The front can be a simple UI chat panel. It will take a query form user and send to server to get a response and display the response on same. The bot can be made to chat on FB on page so that customers can place orders or on coffee house’s own site. I didn’t have a https server so I was not able to make Facebook App, so I have a created a basic form type UI for conversation and testing.

Approach

Best Possible Approach:

The best approach for making any sort of chatbot as already mentioned earlier will be use Sequence to Sequence network or Dynamic Memory Network and train them on long conversation so that they can learn to talk. The only problem is data gathering. This can be solved with Data Generation Algorithms, which in turn again is a problem in its own.

Rule Based Approach:

If not provided with sufficient data to apply Deep NLP we can use Traditional NLP to create a rule based chatbot. As name suggests Rule based bot simply tries to map the query of user with one the conditions and then respond with an already defined response for that particular condition.

The Rules can vary from very simple like:

If: name of coffee present then,

place order for that coffee

To little complex like:

If: name of coffee present then,

look for whether it’s a question, query or order and then respond accordingly

The Basic Components will be following:

1. Classification Module

Tanning a full chat using ML/DL is not possible because of data restrictions but a small model can be trained to classify “Question”, “Negative”, “Positive”, “Request”, “Acceptance”, and “Rejection”. So this is initially specified what customer is trying to convey. Then for each category query can be treated differently.

2. Presence of Coffee name in query

  • If yes then,

                Separate all coffee with their respective counts

  • If cost related words are present then,

                Separate all coffee and tell prices separately

3. Presence of menu or menu related words in query

4. Presence of cost or cost related words.
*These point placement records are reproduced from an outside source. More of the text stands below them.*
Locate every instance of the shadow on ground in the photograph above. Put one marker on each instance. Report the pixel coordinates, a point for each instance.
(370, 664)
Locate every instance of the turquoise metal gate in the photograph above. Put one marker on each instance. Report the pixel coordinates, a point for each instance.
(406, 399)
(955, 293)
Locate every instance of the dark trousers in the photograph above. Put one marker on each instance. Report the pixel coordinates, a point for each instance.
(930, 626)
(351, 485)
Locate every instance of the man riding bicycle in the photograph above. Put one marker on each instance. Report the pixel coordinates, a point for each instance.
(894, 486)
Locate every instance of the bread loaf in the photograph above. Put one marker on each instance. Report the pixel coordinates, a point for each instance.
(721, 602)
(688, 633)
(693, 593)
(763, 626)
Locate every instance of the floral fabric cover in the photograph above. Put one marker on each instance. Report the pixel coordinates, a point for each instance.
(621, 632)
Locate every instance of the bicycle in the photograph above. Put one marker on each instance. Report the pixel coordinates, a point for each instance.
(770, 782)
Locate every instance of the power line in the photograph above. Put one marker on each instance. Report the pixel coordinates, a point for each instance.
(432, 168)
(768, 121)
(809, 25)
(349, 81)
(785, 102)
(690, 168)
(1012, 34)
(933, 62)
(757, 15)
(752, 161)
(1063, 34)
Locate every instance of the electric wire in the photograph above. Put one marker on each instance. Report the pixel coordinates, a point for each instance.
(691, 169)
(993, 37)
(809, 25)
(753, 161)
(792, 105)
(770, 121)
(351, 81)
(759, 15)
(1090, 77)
Each of modules from 2 to 4, can then decide response based on classification done by module 1. Also person of sentence can be used:

I  saying to computer and it’s about the user

You  asking computer to respond

Considering all these basic conversation can be achieved.

Past State:

The response also depends upon last question or answer. Like consider

Computer: Anything else sir,

Response: No thanks or Yes

The response of user will be basically yes or no, or their variants, so next output will be effected by this yes or no like,

For Yes  What sir

For No  Thank you

Response can be classified with help of Module 1, but a state full system needs to be made. Apart from menu or price the user may ask about details of a particular coffee, may ask sales person to suggest something or ask for specialty and in end may ask for bill.
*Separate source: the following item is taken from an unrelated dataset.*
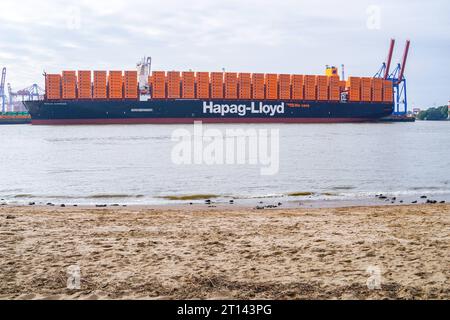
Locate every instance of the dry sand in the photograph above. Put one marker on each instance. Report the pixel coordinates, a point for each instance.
(168, 253)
To make bot personalize for user:

  • We can fetch user name, and use it in conversation

  • Fetch gender and use sir or ma’am

 

Approach Followed

I have tried to cover most of the points to a certain extent, but haven’t made the classification module so instead I have used TextBlob’s inbuilt sentiment analysis and tried to classify other classes of sentences by searching for most common words belonging to that particular class. My approach is stateless so It can’t be used to place two different orders at same time thought any number of coffees can be ordered in one go. This also forces to mention coffee name each time, this can be solved by maintaining a history of last suggestion/order made by bot and use that in case a Number is followed by it. The different decisions points are mentioned in code, to make it easily understandable. Also logs of conversations are also being stored, so that it can be used later for improving system. 

Personalizing Bot for User

The bot used randomly chosen phases to reply in general cases, the responses vary depending the query is first person or second and so response is set accordingly. If we know gender of user then use of sir/ma’am will make it more soft talker. Prediction and recommendation (mentioned above) will make bot more personalized for users.